Because cereals hope to reach the broadest audience possible within the children's population, Kellogg's appears to attempt to restrict the amount to which the products are gendered in the store. Very few products use the gender-specific blues and especially avoid the pinks. Tie-ins with Disney products also usually reflect films that are generated to appeal both to boys and girls, such as Chicken Little. Activities on the back of the cereal boxes include various activities, games, and narratives to appeal to a broad range of children. These include fairly lame Chicken Little Cluck! Cluck! Jokes (Cluck! Cluck! Who's there? Chick. Chick who? Chick out the bananas in my cereal.), word finds, creative puzzles, maps and mazes, a chance to order a Step Counter Get Fit Kit, "make a tambourine shaker," and--on the back of Sugar Smacks--a comic book featuring the Dig Em! character that ends with an explicit moral--"The lesson here is always take responsibility for your actions, it's the best thing to do" (sic).

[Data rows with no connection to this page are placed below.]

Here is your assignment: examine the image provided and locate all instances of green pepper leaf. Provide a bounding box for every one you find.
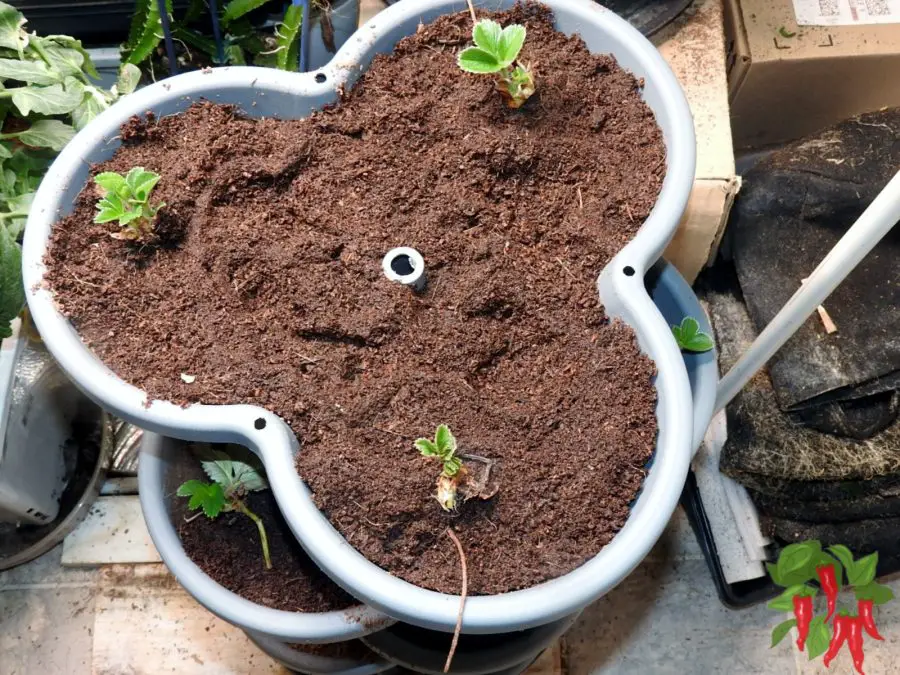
[805,616,830,660]
[16,119,75,151]
[848,552,878,587]
[767,584,812,611]
[770,618,796,648]
[0,224,24,339]
[457,47,501,74]
[827,545,855,577]
[777,542,820,582]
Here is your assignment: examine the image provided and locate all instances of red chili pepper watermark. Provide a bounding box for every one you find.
[767,541,894,674]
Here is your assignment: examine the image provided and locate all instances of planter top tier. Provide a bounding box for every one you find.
[23,0,695,633]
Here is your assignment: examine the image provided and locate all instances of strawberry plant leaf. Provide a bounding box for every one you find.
[177,480,226,518]
[472,19,502,54]
[457,47,501,74]
[16,119,75,151]
[681,332,714,353]
[672,317,714,353]
[196,447,268,494]
[806,617,830,660]
[415,438,438,457]
[0,224,24,339]
[435,423,455,456]
[0,57,59,85]
[770,618,796,647]
[497,24,526,66]
[94,172,127,195]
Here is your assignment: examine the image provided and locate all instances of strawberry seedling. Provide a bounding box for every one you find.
[671,316,714,353]
[177,449,272,569]
[415,424,465,511]
[457,19,535,108]
[93,167,165,241]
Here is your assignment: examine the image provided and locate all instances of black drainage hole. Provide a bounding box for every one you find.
[623,266,635,277]
[390,253,415,276]
[254,418,267,430]
[315,73,327,84]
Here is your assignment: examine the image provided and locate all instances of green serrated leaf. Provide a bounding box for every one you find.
[41,44,85,78]
[457,47,501,74]
[435,424,455,455]
[275,3,303,72]
[806,616,830,660]
[0,224,24,340]
[415,438,438,457]
[673,316,714,353]
[176,479,206,497]
[770,618,796,647]
[0,57,59,85]
[125,167,161,201]
[94,172,127,195]
[116,63,141,96]
[0,3,28,56]
[444,455,462,477]
[11,79,84,116]
[16,119,75,151]
[72,89,108,131]
[125,0,163,66]
[848,552,878,587]
[45,35,100,79]
[472,20,502,55]
[222,0,270,25]
[126,0,151,50]
[497,24,526,67]
[681,333,714,353]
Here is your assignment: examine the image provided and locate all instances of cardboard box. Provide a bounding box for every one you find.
[358,0,737,282]
[726,0,900,149]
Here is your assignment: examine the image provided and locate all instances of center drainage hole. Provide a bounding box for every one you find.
[390,253,416,276]
[623,266,635,277]
[315,73,327,83]
[254,418,267,430]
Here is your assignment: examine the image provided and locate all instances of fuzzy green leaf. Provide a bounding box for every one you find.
[443,455,462,477]
[0,57,59,85]
[41,44,85,78]
[116,63,141,96]
[11,79,84,116]
[275,3,303,72]
[415,438,439,457]
[0,3,28,55]
[0,224,24,340]
[45,35,100,79]
[94,172,127,196]
[16,119,75,151]
[497,24,526,66]
[770,619,796,648]
[177,480,226,518]
[472,20,502,55]
[71,89,108,131]
[125,167,161,202]
[2,191,31,239]
[435,424,456,456]
[222,0,270,25]
[457,47,501,74]
[672,316,714,353]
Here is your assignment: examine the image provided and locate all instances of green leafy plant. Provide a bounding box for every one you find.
[93,167,165,240]
[0,1,139,338]
[123,0,315,73]
[671,316,714,353]
[415,424,465,511]
[177,448,272,569]
[457,19,535,109]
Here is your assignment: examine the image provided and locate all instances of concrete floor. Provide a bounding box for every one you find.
[2,508,898,674]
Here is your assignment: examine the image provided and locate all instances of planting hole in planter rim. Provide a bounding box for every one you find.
[24,0,695,633]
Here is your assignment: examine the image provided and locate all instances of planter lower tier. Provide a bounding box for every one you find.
[245,631,392,675]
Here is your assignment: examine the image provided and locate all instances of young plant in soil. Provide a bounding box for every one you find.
[93,167,165,241]
[457,19,535,108]
[416,424,465,511]
[671,316,714,353]
[177,450,272,569]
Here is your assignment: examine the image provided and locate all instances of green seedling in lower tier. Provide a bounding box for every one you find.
[93,166,165,240]
[457,19,535,108]
[415,424,465,511]
[671,316,714,353]
[177,450,272,569]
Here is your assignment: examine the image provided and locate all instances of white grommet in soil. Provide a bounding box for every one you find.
[382,247,426,292]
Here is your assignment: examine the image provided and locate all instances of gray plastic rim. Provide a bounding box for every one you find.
[138,433,394,642]
[23,0,695,634]
[245,631,393,675]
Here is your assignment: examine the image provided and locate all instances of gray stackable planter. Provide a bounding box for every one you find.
[138,433,394,654]
[24,0,697,643]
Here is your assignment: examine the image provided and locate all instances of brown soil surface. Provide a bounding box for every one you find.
[46,4,662,594]
[177,480,355,612]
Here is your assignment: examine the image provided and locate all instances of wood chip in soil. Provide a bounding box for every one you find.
[46,4,661,595]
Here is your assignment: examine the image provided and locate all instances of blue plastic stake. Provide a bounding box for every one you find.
[209,0,226,65]
[295,0,312,73]
[157,0,179,76]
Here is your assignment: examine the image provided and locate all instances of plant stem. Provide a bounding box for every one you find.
[444,528,468,673]
[234,498,272,570]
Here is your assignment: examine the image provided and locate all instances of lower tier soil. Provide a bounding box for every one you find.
[177,469,354,613]
[47,4,661,594]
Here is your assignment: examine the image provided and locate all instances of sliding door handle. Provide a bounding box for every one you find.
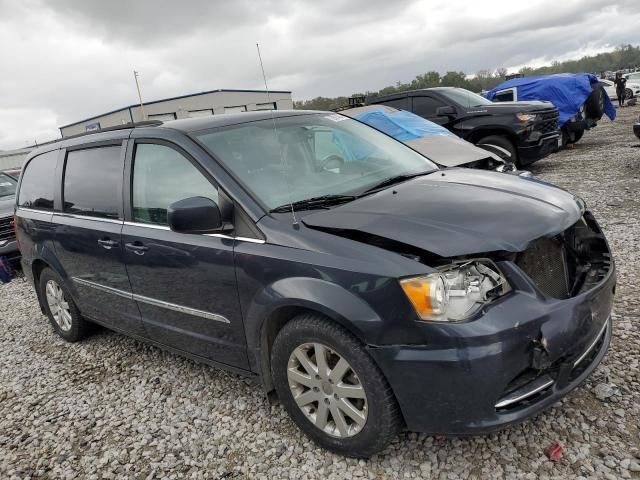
[97,238,118,249]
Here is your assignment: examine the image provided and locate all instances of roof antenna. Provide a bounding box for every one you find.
[256,42,299,228]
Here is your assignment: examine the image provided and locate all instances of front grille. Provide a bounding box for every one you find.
[516,212,611,299]
[565,213,613,292]
[0,216,14,241]
[516,237,570,298]
[534,109,560,134]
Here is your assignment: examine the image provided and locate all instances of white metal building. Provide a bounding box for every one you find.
[59,88,293,137]
[0,147,34,170]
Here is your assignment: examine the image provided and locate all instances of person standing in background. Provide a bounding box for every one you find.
[614,71,627,107]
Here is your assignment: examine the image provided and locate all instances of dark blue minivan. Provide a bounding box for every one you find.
[14,111,615,457]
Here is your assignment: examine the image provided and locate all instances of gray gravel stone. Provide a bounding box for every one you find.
[1,106,639,478]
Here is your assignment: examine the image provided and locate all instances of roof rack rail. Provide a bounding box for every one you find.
[61,120,164,141]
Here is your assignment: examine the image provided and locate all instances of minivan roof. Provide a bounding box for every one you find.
[161,109,322,132]
[26,110,324,158]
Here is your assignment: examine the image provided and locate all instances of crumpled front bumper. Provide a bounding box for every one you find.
[367,260,615,435]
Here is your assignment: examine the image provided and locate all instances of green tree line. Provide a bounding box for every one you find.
[294,44,640,111]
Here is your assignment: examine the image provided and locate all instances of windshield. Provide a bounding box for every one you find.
[0,173,17,199]
[439,88,494,108]
[196,114,438,210]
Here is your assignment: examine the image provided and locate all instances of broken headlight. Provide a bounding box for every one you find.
[400,260,511,322]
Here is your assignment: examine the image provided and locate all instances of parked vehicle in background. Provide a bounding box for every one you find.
[340,104,521,174]
[2,168,21,179]
[15,112,615,457]
[599,78,640,101]
[486,73,616,146]
[0,172,20,264]
[623,71,640,82]
[368,87,560,167]
[634,115,640,141]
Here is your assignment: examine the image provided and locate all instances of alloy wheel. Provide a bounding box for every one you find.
[45,280,72,332]
[287,342,368,438]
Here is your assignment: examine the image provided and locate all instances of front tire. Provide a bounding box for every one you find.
[271,313,403,458]
[475,135,518,166]
[562,127,585,145]
[39,268,89,342]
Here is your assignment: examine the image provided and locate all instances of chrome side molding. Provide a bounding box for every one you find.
[72,276,230,323]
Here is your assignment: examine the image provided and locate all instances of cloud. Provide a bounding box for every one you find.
[0,0,639,149]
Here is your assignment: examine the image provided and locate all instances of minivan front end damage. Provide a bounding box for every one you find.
[362,212,615,434]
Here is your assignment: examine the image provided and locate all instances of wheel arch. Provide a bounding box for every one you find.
[466,127,518,145]
[29,248,71,314]
[245,277,383,393]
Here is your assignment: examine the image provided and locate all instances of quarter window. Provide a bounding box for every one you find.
[132,143,218,226]
[63,146,122,219]
[18,150,57,210]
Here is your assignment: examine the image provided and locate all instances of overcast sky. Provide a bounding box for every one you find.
[0,0,638,149]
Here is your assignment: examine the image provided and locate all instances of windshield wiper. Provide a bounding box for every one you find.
[362,171,433,194]
[270,194,357,213]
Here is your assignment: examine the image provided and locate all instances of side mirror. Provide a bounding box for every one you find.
[167,196,232,234]
[436,105,456,117]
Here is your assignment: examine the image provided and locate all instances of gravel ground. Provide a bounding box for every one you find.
[1,107,639,479]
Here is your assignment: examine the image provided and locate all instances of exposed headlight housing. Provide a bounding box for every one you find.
[516,112,536,122]
[400,260,511,322]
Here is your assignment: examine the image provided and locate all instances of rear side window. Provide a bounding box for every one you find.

These various activities and games for children try carefully not to over-gender the cereal products, although some products are a little more gendered than others. For instance, the "1/3 Less Sugar Frosted Flakes" product features the chance to send off for various sports posters in an advertisement that featured both known female athletes as well as Tony Hawk, probably an attempt to provide sports "hero" products for both genders. This line coincides with the "Road to Torino" push that Kellogg's is giving toward the 2006 Summer Olympics. I will conclude this short report with a look at the particular Kellogg's icons and what they indicate about gender roles in Kellogg's products, but what these athletic tie-ins do in particular is attempt to appeal to parents, just as with the step counter from Tony the Tiger, that the company is concerned for the health of its young consumers.